“After the deep monochromatic textures of ‘Fieldem’ and the gradually evolving impressions of hope in ‘Lost Rites’ we now conclude the Silent Vigils trilogy of albums for Home Normal with ‘Wake’, an exceptional celebration of new life and boundless spirit.

With Małgorzata Łapsa-Malawska once again providing her singular visual counterpoint, Stijn Hüwels and James Murray’s three vigils arrive now at their perfectly formed conclusion, offering an uplifting and timely salve for these troubled times.”

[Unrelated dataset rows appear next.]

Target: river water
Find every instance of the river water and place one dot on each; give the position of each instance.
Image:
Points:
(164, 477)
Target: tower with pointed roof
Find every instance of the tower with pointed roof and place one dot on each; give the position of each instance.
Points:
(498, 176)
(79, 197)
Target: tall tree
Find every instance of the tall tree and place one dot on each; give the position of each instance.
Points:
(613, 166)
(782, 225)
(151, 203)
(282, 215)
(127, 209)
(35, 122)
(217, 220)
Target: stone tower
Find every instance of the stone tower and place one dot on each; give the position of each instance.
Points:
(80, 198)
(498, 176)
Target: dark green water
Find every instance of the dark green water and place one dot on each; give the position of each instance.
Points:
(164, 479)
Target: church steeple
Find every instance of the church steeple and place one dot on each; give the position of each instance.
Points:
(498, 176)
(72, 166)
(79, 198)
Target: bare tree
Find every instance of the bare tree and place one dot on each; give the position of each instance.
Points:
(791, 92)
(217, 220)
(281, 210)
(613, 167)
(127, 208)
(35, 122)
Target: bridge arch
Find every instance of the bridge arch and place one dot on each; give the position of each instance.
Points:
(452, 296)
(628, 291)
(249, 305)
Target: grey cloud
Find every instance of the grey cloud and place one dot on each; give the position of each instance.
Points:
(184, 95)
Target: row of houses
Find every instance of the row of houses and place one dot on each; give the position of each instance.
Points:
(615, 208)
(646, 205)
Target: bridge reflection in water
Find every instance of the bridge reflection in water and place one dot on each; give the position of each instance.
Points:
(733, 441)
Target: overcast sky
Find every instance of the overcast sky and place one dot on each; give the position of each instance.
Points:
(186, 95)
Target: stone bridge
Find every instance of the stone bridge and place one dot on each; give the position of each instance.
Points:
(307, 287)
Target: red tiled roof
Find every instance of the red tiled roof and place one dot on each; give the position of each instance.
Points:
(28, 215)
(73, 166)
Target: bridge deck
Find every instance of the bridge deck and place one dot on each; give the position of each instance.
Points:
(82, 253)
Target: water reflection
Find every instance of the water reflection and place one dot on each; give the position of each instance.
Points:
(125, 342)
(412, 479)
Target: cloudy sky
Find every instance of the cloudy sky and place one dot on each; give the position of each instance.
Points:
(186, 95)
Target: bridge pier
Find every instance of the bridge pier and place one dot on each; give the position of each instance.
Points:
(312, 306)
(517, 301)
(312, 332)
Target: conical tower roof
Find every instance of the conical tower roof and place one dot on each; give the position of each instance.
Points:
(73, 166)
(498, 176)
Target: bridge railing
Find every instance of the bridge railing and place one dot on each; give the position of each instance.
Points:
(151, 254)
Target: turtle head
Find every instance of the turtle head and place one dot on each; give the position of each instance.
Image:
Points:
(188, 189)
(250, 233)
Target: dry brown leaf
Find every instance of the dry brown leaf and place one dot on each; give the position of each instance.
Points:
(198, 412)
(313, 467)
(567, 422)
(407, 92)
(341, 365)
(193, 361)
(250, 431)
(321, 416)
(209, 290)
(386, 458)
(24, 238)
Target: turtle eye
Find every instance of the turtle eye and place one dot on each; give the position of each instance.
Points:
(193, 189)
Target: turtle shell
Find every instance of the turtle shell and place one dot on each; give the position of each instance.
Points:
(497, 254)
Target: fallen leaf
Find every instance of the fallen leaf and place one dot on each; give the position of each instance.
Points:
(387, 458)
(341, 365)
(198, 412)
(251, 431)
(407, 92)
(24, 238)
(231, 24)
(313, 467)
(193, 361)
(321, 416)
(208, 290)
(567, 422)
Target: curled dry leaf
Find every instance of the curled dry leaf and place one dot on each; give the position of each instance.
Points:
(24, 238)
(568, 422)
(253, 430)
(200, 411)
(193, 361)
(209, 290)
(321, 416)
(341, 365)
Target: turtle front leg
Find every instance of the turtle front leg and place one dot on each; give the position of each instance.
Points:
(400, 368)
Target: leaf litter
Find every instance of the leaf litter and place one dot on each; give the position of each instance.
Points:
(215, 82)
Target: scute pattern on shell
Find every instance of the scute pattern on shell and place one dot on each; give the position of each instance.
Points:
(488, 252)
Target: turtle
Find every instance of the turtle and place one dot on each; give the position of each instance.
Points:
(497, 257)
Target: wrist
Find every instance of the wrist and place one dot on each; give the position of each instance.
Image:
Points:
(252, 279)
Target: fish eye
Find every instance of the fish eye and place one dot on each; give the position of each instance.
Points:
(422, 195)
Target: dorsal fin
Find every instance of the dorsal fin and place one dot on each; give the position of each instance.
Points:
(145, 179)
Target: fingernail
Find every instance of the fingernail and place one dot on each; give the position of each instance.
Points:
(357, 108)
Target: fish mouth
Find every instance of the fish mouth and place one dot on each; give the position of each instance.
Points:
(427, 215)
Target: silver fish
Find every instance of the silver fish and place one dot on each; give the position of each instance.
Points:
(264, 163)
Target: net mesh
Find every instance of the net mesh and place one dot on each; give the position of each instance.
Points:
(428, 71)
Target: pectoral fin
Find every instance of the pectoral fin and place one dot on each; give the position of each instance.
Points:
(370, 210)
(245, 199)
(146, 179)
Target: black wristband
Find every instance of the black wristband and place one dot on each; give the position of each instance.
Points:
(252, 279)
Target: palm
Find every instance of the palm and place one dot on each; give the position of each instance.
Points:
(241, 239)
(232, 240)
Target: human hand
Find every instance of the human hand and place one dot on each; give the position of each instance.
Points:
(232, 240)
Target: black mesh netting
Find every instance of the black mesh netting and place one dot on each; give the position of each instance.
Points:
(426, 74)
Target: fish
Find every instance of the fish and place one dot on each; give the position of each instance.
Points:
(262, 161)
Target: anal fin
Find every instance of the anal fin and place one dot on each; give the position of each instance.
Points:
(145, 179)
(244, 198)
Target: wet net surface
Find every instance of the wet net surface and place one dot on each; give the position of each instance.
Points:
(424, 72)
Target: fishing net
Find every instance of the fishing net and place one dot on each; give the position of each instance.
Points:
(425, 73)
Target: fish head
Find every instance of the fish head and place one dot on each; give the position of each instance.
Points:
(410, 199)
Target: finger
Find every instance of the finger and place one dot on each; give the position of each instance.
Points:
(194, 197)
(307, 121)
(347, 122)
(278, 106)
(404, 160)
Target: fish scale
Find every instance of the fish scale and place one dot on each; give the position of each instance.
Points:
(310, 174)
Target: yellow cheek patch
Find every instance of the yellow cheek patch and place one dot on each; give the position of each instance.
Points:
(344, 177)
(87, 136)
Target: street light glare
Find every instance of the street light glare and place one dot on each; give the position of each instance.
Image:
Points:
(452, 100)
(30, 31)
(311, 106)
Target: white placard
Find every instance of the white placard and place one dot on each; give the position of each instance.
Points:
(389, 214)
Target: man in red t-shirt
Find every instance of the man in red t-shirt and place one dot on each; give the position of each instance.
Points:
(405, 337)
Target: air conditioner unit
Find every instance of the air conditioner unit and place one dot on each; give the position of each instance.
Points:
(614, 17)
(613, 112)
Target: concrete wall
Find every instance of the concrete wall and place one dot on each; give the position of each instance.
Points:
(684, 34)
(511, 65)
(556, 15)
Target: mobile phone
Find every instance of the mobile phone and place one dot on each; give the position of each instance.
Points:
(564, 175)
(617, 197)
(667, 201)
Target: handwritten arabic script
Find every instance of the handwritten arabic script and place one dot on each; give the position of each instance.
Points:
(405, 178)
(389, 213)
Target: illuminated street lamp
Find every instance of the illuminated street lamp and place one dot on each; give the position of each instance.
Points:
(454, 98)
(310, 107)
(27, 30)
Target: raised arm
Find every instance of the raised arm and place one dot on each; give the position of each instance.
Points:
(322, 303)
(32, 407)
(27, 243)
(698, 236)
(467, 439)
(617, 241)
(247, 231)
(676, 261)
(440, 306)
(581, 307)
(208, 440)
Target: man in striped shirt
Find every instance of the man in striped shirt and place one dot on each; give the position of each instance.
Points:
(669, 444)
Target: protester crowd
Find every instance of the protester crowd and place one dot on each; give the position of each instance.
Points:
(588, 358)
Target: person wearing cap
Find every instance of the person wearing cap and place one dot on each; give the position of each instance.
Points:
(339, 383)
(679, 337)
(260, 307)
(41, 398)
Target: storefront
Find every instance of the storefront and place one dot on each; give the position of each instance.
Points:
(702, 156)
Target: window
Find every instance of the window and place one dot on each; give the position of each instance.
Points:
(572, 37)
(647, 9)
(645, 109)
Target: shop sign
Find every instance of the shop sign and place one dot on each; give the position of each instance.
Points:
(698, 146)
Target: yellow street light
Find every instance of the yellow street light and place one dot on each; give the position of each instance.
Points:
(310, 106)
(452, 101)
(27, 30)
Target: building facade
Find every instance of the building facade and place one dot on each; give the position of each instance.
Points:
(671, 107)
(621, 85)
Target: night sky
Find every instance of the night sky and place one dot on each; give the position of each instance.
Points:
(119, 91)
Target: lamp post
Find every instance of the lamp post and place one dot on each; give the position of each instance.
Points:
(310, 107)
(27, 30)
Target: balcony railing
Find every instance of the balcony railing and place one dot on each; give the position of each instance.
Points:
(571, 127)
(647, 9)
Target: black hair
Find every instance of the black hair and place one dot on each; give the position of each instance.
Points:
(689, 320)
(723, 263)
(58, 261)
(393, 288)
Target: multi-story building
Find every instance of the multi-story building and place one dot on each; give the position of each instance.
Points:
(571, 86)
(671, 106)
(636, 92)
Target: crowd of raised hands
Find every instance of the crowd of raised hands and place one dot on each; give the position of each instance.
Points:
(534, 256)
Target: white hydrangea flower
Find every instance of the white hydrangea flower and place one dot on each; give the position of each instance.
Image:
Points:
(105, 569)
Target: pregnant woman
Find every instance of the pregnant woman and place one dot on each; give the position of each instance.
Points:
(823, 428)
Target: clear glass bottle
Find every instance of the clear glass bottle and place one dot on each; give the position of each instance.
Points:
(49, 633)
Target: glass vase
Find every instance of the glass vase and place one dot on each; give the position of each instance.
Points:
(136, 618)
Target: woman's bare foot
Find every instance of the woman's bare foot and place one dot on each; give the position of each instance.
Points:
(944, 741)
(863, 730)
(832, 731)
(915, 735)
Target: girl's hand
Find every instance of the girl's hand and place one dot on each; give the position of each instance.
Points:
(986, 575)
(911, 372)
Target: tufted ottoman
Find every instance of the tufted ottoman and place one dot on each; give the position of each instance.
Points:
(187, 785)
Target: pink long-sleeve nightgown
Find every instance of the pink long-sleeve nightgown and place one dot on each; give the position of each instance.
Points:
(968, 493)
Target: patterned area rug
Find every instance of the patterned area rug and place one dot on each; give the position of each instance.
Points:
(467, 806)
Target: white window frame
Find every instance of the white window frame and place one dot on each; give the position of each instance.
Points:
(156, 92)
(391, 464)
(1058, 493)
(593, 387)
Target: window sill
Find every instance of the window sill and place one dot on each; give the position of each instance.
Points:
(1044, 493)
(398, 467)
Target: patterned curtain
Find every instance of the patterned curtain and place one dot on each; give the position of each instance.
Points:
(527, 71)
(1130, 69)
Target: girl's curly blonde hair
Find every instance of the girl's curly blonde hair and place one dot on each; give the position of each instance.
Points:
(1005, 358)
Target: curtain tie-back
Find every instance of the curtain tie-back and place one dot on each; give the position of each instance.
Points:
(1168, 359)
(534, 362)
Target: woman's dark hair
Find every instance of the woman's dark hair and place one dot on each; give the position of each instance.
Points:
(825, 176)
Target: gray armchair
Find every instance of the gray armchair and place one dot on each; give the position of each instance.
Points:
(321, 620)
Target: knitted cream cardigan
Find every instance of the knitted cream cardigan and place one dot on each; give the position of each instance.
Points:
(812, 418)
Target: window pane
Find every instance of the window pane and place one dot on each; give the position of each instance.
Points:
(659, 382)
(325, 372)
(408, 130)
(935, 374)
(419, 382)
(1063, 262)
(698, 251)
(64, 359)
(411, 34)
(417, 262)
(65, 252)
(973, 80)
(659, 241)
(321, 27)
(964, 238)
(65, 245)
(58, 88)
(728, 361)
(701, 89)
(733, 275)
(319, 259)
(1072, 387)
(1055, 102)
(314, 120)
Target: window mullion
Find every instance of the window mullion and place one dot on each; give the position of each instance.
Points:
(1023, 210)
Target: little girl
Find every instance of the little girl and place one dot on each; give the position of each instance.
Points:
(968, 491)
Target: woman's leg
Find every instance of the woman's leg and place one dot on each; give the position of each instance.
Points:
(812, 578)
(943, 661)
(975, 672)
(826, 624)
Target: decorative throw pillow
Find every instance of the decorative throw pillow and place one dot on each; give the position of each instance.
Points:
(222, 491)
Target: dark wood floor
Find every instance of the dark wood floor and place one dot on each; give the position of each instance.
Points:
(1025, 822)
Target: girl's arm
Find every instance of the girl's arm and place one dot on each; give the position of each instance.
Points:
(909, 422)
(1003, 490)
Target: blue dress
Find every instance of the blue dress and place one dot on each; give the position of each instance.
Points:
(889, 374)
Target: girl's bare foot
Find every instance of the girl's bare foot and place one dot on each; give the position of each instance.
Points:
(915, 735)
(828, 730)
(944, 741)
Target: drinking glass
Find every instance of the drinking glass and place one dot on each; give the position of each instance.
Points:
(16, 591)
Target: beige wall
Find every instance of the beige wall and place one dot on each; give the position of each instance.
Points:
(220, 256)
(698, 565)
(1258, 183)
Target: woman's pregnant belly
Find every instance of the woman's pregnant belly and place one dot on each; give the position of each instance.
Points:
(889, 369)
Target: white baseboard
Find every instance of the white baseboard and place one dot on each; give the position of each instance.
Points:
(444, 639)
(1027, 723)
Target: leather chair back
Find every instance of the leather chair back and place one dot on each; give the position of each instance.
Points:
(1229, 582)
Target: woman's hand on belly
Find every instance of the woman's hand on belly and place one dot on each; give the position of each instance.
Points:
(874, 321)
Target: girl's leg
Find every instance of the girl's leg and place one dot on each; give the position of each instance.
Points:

Good things always have to come to an end. Gathering that this is the final part of the “Fieldem / Lost Rites / Wake” trilogy it is a fitting way to go out on. But then when I re-read the sentence that refers the end of the trilogy of albums for Home Normal there is a little hope for me that all is not lost. For people that don’t listen to this kind of music it doesn’t make sense. They miss all the subtleties and the complexities, after all my family are one to comment that I don’t listen to music, I only listen to sounds. But for those of us the appreciate these forms of music will know that after listening to an album such as “Wake” that you know you are listing two musicians who have developed a musical language both singularly and together, that makes for a captivating listen.

The quality of the album that sticks in my mind is how vibrant the music sounds. Some drone related works can be thin with their dynamics and that is not an issue here. This has been a hallmark of the duo going back to some of the tracks on their debut album “Fieldem”. The releases have all had small numbers of pieces with longer lengths and this is their strong suit as they are able to create these works that are organically sounding and constantly evolving. A perfect example of this is how “Mokugomi” grows from tentative beginnings. Another noted quality is the way in which the pieces are layered resulting in a depth of sound which you can then choose to follow certain motifs.

The duo are not afraid to aim for the epic moments as witnessed on the previously mentioned “Mokugomi” and “Munhitsu” which have an orchestral like feel in the way the music soars. That said, when they strip it all back for a trip through gentle, minimal beauty on “Unborn” the music has the same sort of effect, one in which the listener is taken on a journey. Going back to one of the drawbacks of the Drone genre is the way that the pieces can sound a bit samey – that is ok for The Ramones, but within this genre it can come of as flat and uninspired. With “Wake” this is so not the case. All four pieces stand on their own individually and together they create a solid album that will be pushing it’s weight around come end of year lists time.

I hope that this is not the last that we hear from Silent Vigils, but if it is, gentlemen take a bow. “Wake” is available on CD (limited to 200 copies) and Digital through the ever reliable (showing my bias, I know) Home Normal label and if you haven’t guessed it by now, it is very much recommended.